We aren’t together yet, and all the lights are off except for one that’s hovering and buzzing above the corner of the ice where she’s working on her axel. But I can see her. She’s about ten years old with an overgrown bowl-cut she’s excited is finally long enough to sweep back into a half-ponytail. She’s wearing her favorite practice dress, the one with the deep purple skirt, floral bodice, keyhole back and high neckline. It even has ¾ length sleeves. She exaggerates perfect posture whenever she wears it, even if she’s sporting it under her street clothes at school like Super Man but less secretive, because shorter sleeves are a big deal; only skaters who know what to do with their arms may graduate out of long sleeves, her coaches tell her.

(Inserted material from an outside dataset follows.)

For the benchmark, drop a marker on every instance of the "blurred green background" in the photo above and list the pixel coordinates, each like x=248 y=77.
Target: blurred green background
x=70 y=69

The dress is her favorite, but Glacier Pointe is always three or four degrees colder than McMorran, so the girl layers it with a white turtleneck and her club jacket. The jacket is mostly turquoise, her second favorite color, with one thick purple stripe wrapping around the chest. The stripe does not match her skirt perfectly, she knows this, but she figures the more purple the better because someone once told her it’s the color of royalty, something she thinks she needs in order to protect her throne. She also loves this jacket because she can wear it to school and stand out from her classmates. Whenever she makes a new friend and they ask her what she likes to do, she spins around on her heels and points to the back of her jacket with both thumbs. Port Huron Figure Skating Club, she says. She turns back around and presses her palm on her heart. I am a figure skater.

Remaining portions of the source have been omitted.